A Cautionary Tale about Surveys

Posted on by Larry

I had an interesting “learning” experience this week that I wanted to share with you.

At the end of each of my seminars, and most of my classes for that matter, I hand out a survey to everyone attending. This gives me immediate feedback on what they liked, or what they want improved; with lots and lots of suggestions on what I should cover next.

Since everyone is still in the room, I get these two-page paper forms back from just about everyone. It takes a few minutes at the end, but basically is not a problem.

On my recent trip to the UK, knowing that our seminar attendance was going to set records, we decided that we wouldn’t bother toting a lot of paper forms with us, instead, once I got back in the office, we would email the survey to everyone that attended.

While this seemed like a good idea at the time, we had some problems, which is why I’m sharing this with you now.

We modified our standard two-page survey for the UK seminars and created a PDF with it.
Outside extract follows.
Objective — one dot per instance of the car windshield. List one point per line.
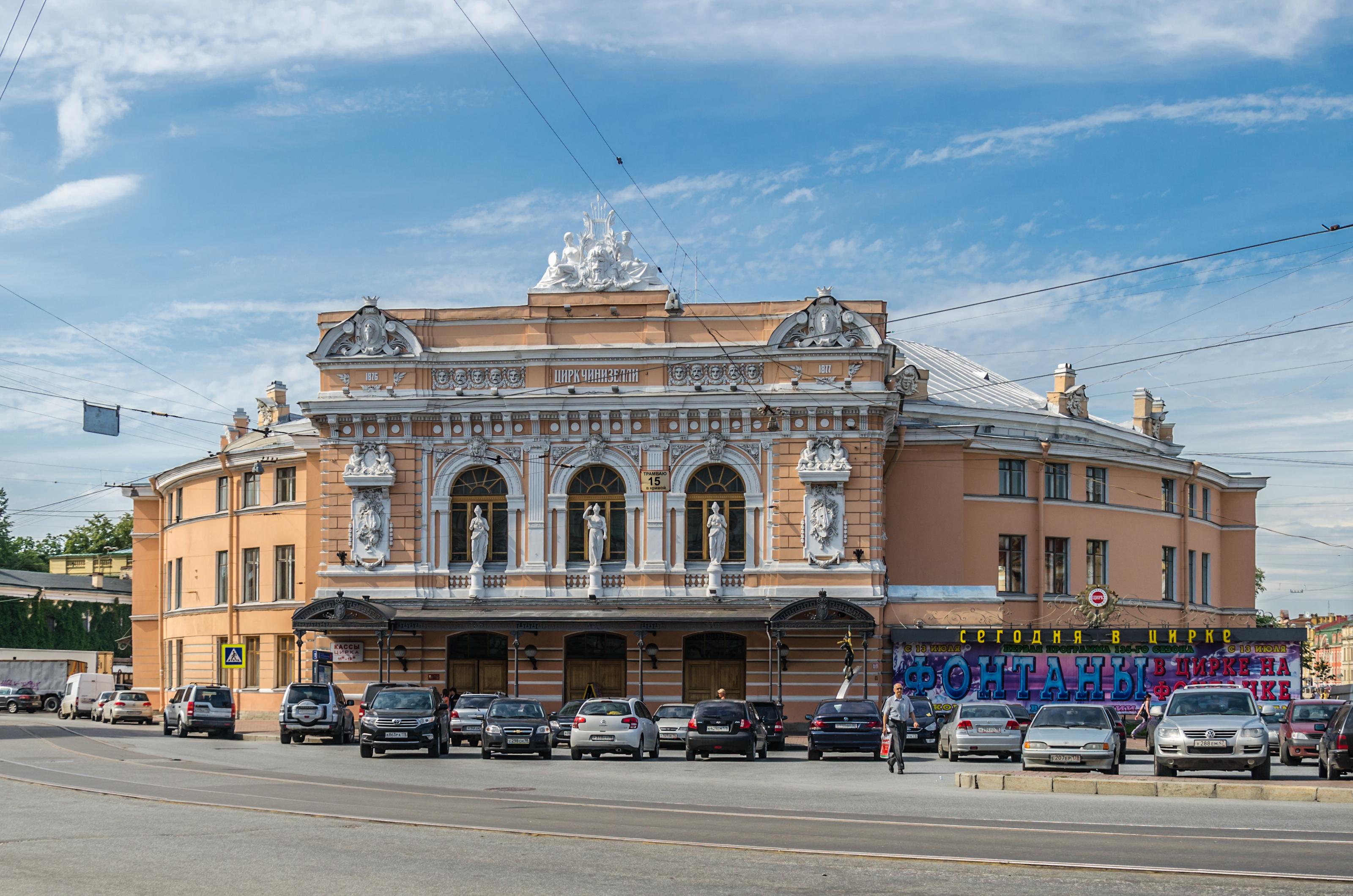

Over the last few weeks I’ve been playing with Acrobat PDF forms and discovered that Acrobat has some very nice tracking and tabulation software built into it, which makes sending and gathering PDF-based data very easy.

Our UK seminars struck me as a great time to test the technology. We told folks attending our seminars that we would be emailing them a survey, and some other goodies, so they would not be surprised when it arrived.

I did a test run with the people in my office and everything worked great – the PDFs emailed perfectly, the forms were filled out, sent back and tabulated automatically. Very cool.

Then, I sent them to all our UK attendees. At this point, things broke down.

What I did not realize, until I got dozens and dozens of emails were three key facts:
1. Email addresses change constantly.
1. Forms don’t work if you open them on a Mac using Preview. Forms require Acrobat.
2. Forms require recent versions of Acrobat, which many people don’t have.

We held our UK seminars less than three weeks ago, but in that time easily 15-20% of our audience (in this case mostly college kids) had changed email addresses.

Then, more than half opened the forms in Preview, which doesn’t support form data well and lacks the crucial “Submit” button, which emails the completed form back to me. This meant that I was flooded with emails about how to send back a form with no submit button. Or how to save a form. Or how to complete the form.

In short, instead of getting a nearly 100% response, I’ll feel lucky if we can get 10%. Far, far less than I was expecting.

Acrobat is hugely useful in a wide variety of ways within our company — I can’t imagine living without it. However, because virtually everyone attending one of my seminars uses a Mac, and because the Mac defaults to opening Acrobat documents in Preview, this means that most people trying to complete the survey are not going to be successful. And I don’t have the time to answer hundreds of emailed tech support questions about my survey.